Sophie Buonassisi: That’s fantastic and I do highly recommend if anyone hasn’t
Checked out AI SDR Summit. It is free on demand. It’s an amazing resource. There’s different tracks, different topics, but Sean, we’ve talked a lot about what’s changing and what has changed, what hasn’t changed, what have you seen kind of remains true.
Success is not post-sales—it’s the center of the GTM experience
Sean Whiteley: It is a great question. I mean, you know, everyone is so consumed with the change that that’s happening. You know, some, some things still remain tried and true. You know, we always think about for one, look, we, we want to make sure of that. What we’re building is providing a VA value for a company, and I think over time.
One of the things I’ve learned in my career is that there’s a lot of incentives within a company in terms of the way a company runs that are not necessarily aligned. And you think about like a sales organization and how they’re metriced and how they’re measured. One of the great things about sales is it’s very measurable.

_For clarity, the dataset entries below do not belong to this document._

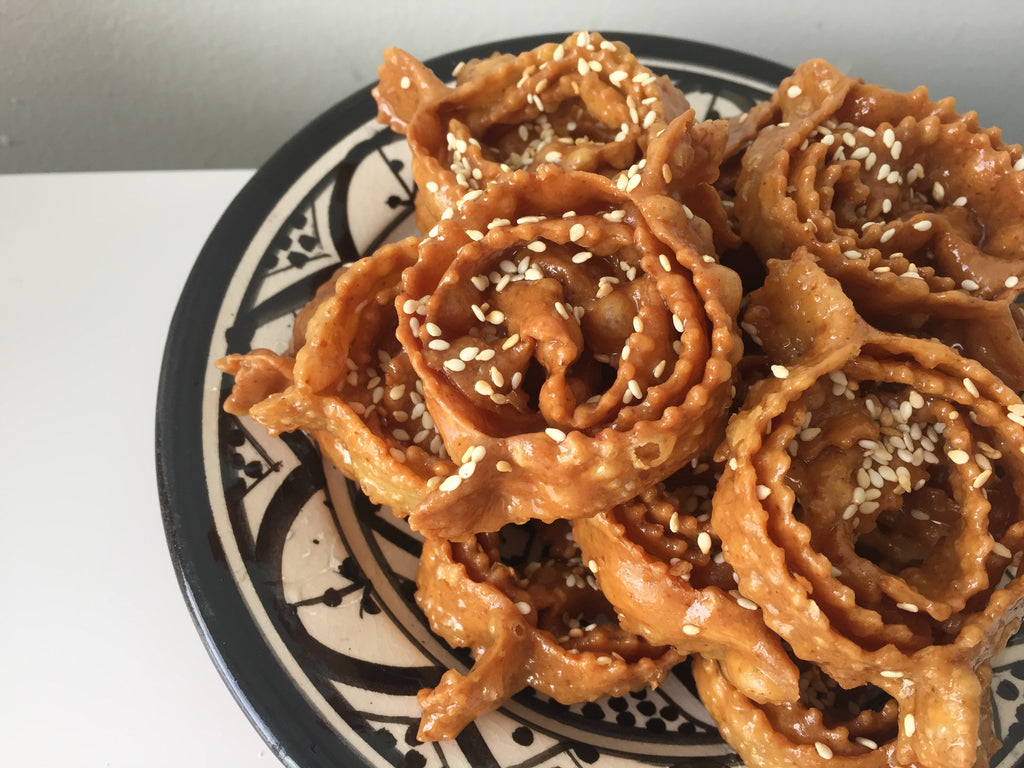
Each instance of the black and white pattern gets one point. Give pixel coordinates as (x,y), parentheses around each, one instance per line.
(302,588)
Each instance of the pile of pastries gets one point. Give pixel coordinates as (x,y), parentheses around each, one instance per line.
(741,392)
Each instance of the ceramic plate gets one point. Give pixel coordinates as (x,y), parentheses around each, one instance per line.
(301,589)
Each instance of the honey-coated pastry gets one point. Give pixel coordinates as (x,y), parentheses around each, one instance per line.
(350,385)
(585,103)
(552,385)
(569,357)
(870,507)
(535,620)
(657,562)
(916,210)
(825,727)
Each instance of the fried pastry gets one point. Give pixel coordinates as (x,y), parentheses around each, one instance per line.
(657,561)
(870,508)
(585,103)
(570,357)
(826,726)
(916,210)
(535,620)
(350,385)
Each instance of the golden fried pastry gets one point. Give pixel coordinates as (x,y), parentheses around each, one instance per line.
(537,620)
(870,507)
(912,207)
(825,727)
(585,103)
(569,357)
(657,561)
(351,385)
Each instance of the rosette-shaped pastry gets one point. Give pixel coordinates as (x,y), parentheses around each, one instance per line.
(870,506)
(657,561)
(534,617)
(350,385)
(586,103)
(916,210)
(569,358)
(826,726)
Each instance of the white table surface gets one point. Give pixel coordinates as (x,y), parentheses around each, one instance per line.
(99,662)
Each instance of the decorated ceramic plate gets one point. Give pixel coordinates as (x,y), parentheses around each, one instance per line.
(302,589)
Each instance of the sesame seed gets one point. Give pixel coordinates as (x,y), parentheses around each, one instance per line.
(556,434)
(451,482)
(747,603)
(674,522)
(909,725)
(704,542)
(1001,550)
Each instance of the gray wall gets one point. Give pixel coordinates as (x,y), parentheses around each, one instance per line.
(139,84)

It’s something I’ve always really appreciated, like sales. Sales is fun, it’s exciting, and it’s. Highly measurable marketing ever since it became digital. Very measurable, right? I mean, we do out of home things as well. If you drive one-on-one, you’ll see our billboards. I have no idea how well they’re working hard to track.
But at the same time, marketing is pretty, pretty measurable. And when you think about all of the functions across a company some are more measurable than others, but at the end of the day, you’re still trying to. Build a great team, build a great culture. You’re trying to make your customers successful.

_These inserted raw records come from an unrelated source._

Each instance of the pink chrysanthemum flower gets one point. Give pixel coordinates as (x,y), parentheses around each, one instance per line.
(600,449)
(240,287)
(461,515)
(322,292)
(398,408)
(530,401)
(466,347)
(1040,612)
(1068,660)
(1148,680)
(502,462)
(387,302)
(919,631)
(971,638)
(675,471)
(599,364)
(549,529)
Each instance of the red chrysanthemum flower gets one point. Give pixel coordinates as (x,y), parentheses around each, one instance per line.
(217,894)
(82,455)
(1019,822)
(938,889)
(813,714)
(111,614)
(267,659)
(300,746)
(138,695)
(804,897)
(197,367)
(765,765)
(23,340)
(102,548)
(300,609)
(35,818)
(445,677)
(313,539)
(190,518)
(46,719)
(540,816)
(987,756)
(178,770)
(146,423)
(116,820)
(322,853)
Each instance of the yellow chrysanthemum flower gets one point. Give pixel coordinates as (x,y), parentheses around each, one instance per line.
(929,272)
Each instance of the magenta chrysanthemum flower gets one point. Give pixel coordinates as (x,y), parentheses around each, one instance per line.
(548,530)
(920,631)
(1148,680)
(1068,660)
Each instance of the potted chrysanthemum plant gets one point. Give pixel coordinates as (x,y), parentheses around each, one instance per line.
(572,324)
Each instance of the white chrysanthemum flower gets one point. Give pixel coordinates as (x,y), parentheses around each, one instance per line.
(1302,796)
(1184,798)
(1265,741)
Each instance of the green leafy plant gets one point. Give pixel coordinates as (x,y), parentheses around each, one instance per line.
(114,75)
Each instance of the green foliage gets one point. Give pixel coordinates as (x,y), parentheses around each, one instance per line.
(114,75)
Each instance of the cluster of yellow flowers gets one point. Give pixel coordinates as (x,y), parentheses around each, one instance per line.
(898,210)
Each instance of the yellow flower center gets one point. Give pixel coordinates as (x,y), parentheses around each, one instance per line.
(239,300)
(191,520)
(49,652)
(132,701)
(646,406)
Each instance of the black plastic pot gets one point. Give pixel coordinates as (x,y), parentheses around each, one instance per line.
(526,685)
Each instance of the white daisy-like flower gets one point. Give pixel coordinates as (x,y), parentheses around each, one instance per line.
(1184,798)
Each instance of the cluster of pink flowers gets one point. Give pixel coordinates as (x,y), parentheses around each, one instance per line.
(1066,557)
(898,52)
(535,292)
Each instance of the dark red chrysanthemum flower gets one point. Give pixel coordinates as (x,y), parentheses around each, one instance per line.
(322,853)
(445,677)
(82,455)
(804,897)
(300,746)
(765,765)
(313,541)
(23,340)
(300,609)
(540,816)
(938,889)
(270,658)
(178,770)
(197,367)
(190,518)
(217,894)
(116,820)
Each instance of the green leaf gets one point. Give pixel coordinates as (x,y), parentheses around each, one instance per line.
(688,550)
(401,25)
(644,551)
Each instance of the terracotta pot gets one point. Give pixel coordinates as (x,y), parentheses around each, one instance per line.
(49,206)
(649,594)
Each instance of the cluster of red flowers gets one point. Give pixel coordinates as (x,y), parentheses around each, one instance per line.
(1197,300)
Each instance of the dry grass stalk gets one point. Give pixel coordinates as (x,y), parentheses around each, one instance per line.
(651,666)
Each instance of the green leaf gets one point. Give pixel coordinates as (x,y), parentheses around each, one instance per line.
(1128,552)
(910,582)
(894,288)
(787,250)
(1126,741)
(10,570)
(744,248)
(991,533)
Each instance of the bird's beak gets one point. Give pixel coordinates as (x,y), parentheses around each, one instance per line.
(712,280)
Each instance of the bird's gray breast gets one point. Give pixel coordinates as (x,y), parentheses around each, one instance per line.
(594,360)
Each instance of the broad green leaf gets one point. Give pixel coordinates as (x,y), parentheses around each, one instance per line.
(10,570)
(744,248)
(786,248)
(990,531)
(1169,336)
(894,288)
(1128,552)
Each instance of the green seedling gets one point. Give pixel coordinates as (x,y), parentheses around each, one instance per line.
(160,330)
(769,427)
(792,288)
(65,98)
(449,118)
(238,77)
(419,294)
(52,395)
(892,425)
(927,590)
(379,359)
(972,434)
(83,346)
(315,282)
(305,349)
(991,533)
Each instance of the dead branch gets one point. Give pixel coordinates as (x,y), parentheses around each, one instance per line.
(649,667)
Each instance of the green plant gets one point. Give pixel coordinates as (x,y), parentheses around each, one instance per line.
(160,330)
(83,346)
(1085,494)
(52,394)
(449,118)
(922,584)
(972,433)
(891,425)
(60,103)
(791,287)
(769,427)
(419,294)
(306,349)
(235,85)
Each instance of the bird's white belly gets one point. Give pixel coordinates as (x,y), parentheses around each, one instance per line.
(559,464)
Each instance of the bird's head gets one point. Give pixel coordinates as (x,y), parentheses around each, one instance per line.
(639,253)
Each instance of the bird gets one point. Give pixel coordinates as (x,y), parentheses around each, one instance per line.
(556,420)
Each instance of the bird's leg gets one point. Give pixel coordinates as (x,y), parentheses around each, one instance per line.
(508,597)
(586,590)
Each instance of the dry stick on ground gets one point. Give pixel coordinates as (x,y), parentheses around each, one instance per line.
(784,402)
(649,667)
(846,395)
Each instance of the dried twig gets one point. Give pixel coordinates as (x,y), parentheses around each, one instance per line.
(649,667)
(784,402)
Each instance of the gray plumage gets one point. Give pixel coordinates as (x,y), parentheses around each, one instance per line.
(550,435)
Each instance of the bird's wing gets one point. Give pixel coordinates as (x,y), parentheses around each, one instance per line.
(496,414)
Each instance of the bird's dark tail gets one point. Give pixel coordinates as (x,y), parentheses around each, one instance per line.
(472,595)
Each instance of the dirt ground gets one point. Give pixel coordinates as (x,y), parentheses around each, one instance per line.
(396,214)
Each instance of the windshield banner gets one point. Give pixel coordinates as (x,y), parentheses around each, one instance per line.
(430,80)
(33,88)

A number one, what you want is you want your customers telling all of their community that like I. I invested in this, I partnered with this company. Everything that they said has come true, and these are the returns that we’ve gotten from it. That’s the number one thing you want. Nothing makes a founder happier than hearing one of their customers presenting.
I was at a marketing event recently, and I saw something unprompted. A CMO talking about some of the things that’s really worked for them as it relates to ai, and they presented a bunch of metrics and data about, about Qualified and it, it made me supremely happy because this was not something we partnered with them about.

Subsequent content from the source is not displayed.